Martin and Synge had limited success with their efforts until they hit on the idea of binding one of the solvents—water—to finely powdered silica (SiO2) packed in a vertical glass column. While their equipment resembled that used by Tsvet some 40 years before, the technique differed in that the stationary phase was a liquid. The mobile phase was trichloromethane (chloroform, CHCl3), which does not mix with water.
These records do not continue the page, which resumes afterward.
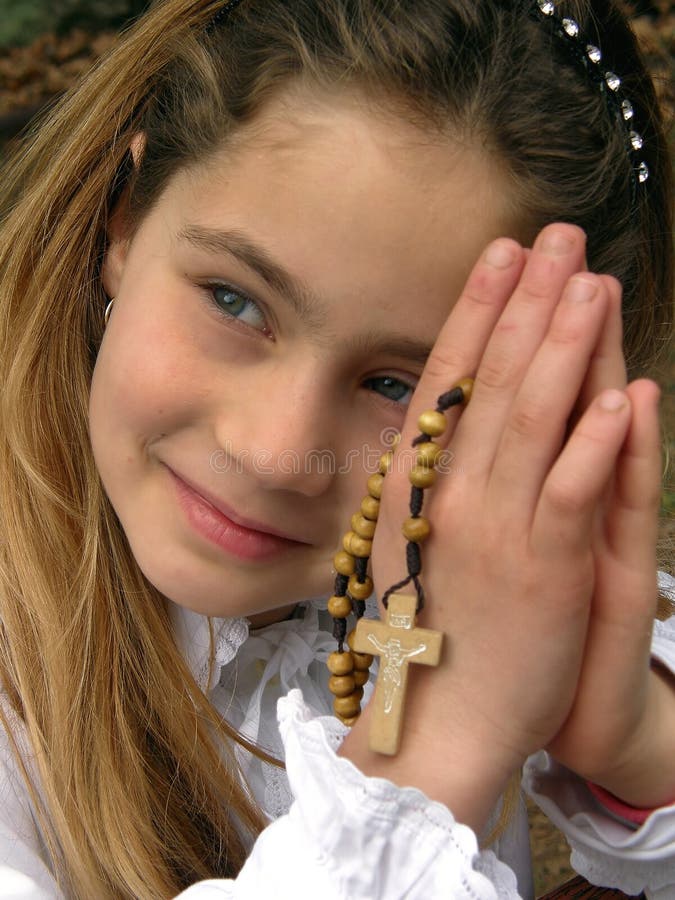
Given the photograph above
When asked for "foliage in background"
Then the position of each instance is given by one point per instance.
(21, 21)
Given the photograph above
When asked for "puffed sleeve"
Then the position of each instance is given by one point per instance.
(349, 837)
(24, 874)
(606, 850)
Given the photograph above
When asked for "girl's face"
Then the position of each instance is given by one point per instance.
(272, 314)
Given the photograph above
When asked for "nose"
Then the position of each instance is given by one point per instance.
(281, 430)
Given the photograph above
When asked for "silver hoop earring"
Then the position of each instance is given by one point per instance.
(108, 310)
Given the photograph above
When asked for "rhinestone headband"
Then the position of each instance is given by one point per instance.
(586, 54)
(589, 56)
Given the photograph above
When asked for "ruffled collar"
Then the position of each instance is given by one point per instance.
(207, 644)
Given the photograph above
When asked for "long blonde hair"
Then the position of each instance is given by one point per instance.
(141, 794)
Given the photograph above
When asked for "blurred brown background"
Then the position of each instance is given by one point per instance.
(47, 45)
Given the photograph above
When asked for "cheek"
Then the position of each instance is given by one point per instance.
(146, 382)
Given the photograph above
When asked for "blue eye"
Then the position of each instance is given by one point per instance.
(391, 388)
(235, 305)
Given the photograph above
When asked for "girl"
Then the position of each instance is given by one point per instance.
(294, 217)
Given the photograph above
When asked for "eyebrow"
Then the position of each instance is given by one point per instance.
(293, 291)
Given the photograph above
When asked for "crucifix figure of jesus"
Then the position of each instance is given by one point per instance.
(397, 642)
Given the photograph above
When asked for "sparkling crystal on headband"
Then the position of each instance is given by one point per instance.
(589, 57)
(613, 81)
(593, 53)
(635, 140)
(570, 27)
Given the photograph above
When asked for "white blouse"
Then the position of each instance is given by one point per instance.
(336, 834)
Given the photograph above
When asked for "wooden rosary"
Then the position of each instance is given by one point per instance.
(397, 641)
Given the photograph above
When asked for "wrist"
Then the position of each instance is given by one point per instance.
(449, 760)
(644, 777)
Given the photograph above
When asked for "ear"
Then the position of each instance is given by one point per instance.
(119, 231)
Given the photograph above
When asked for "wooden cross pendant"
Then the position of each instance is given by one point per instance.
(397, 642)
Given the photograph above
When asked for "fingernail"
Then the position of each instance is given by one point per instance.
(556, 242)
(500, 255)
(581, 290)
(612, 401)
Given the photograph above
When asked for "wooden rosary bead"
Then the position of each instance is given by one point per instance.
(428, 453)
(385, 462)
(421, 476)
(347, 542)
(340, 663)
(360, 677)
(359, 546)
(347, 706)
(432, 422)
(344, 563)
(339, 607)
(370, 507)
(375, 485)
(416, 529)
(363, 527)
(341, 685)
(466, 384)
(360, 590)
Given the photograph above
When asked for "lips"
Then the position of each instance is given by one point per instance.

A chromatography column is prepared by pouring a suspension of hydrated silica in solvent into a cylindrical glass column that has a tap at the bottom and a sintered-glass disk just above. The disk allows solvent to pass through while preventing silica from escaping through the tap. When the silica has settled as a layer, solvent is drained from the column until the upper surface of the silica is just wet with solvent. The sample solution is then added, and solvent is drained until the sample soaks into the top of the silica bed. The operator then adds more solvent at the top of the column and partially opens the tap to control its rate of flow through the column. Those substances that have a high affinity for the solvent of the mobile phase move down the column more rapidly than other components. The liquid that emerges from the column is collected in small portions that yield the individual components of the mixture when the solvent is removed by evaporation.